Bir Tarîkat Edebi : Kaybettiği Şeye Aldırmamak

14 Ekim 2017 tarihinde yayınlanmıştır.

Tasavvuf
Düşürdüğü şeye dönüp bakmamak, kaybettiği şeyi aramamak, tarîkat âdâbındandır. Büyük mürşidler bu husûsu tarîkatnâmelerinde hep zikretmişlerdir. Meselâ büyük velîlerden Azîz Mahmûd Hüdâyî Hazretleri şöyle buyurmuşlardır :
Ve dahî yolda bir nesne düşürseler, anı dönüp aramazlar. Eğer nakd ve eğer esvâb.
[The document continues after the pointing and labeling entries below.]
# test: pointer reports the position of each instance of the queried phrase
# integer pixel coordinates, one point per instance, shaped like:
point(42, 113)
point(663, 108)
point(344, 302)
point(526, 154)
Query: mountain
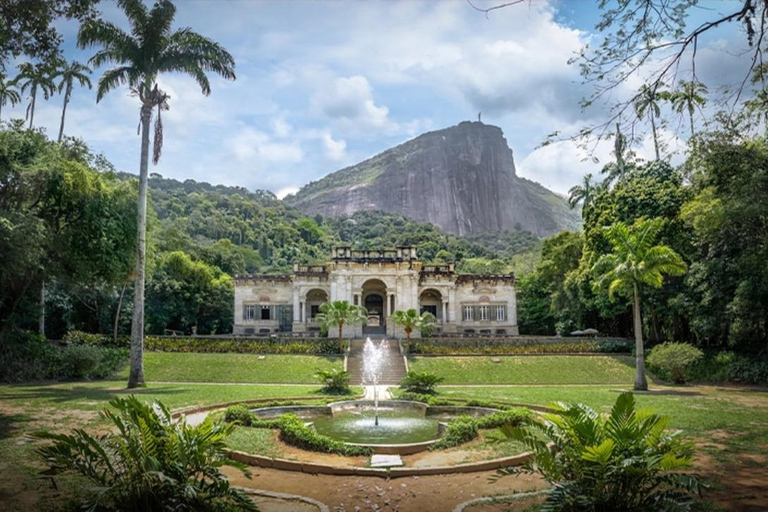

Ammâ Resûlullâh sallallâhu aleyhi vesellem bir kerre bir nesne düşürüp, anı taleb etdiklerinin vechi budur ki, ol nesne ümmü'l mü’minîn Âişe radıyallâhu anhânın imiş. Bizim sözümüz, kendinin olduğu yerdedir. Eğer ol düşürdüğünü almadığı, idâ‘at-i mâl addetmek hâtırası galebe ederse, ol düşürdüğü yerde durub bir muhtâc uğradıkda, ana al deyu emr ede. Kendi mülküne katmaya...
Azîz Mahmûd Hüdâyî Hazretlerinin "Tarîkatnâme"sinden en ufak bir değişiklik dahî yapmadan aktardığımız bu satırları lisâna ve konuya âşinâ olmayanlar için îzâh etmeye çalışalım...
İster dervîş ister şeyh olsun ehl-i tarîk olan kişiler yolda giderken bir şey düşürseler, geri dönüp aramazlar. Düşürdükleri para da olsa her hangi bir kıymetli eşyâ da olsa farketmez. Siyer kitaplarında yazılı olan meşhûr hâdisede, Resûl-i Ekrem Efendimizin yolculuk esnâsında düşürülen bir şeyi adam gönderip arattırmasının sebeb-i hikmeti, kaybolan o eşyânın kendisine âit olmayıp Hazret-i Âişe radıyallahu anhâ vâlidemize âit olmasındandır. Eşyâsını düşüren sâlikin aklına, "Zâyi olup gidecek, hiç değilse birisinin işine yarasın" diye bir düşünce gelirse, düşürdüğü şeyin yanında bekleyip ona ihtiyâcı olan birisi denk gelirse o kişiye almasını söyleyebilir. Kendisi alıp sâhiblenemez.
 
Peki bunun hikmeti nedir? Niçin büyük mürşidler sâliklere bunu şart koşmuşlardır? Bunu da kısaca şöyle beyân edelim :

Tarîkat-ı aliyyenin başda gelen şartlarından biri, mâsivâdan alâkayı kesmekdir. Bunun da başı önce kalbden dünyâ muhabbetini çıkarmakdır. Dünyâ muhabbetinden maksad, kişiyi Hakk'dan ayıran, gaflete düşüren her şeydir. Para, makam, mevki, mal, mülk, çocuklar herşey buna dâhildir. Tarîkat-ı aliyyenin başda gelen düstûrlarından biri de sâlikin dâimâ Allah rızâsını gözetmesi, yaptığı iş/amel için ne dünyevî ne uhrevî hiçbir karşılık beklememesi, başına gelen her şeye de râzı olmasıdır. Düşürülen bir şeyi dönüp aramak, kaybedilen bir şey için yanıp yakılmak tarîkatın bu iki temel düstûruna aykırı olduğu için tarîkat ehline yasak edilmişdir. "أَلا إِنَّ أَوْلِيَاء اللّهِ لاَ خَوْفٌ عَلَيْهِمْ وَلاَ هُمْ يَحْزَنُونَ E lâ inne evlîyâallâhi lâ havfun aleyhim ve lâ hum yahzenûn" âyet-i kerîmesi bu sırra erenler hakkındadır. Cenâb-ı Hakk dostları yani evliyâullah hakkında "Onlara korku yokdur, onlar kaybettiklerine de mahzûn olmazlar" buyurmuşdur.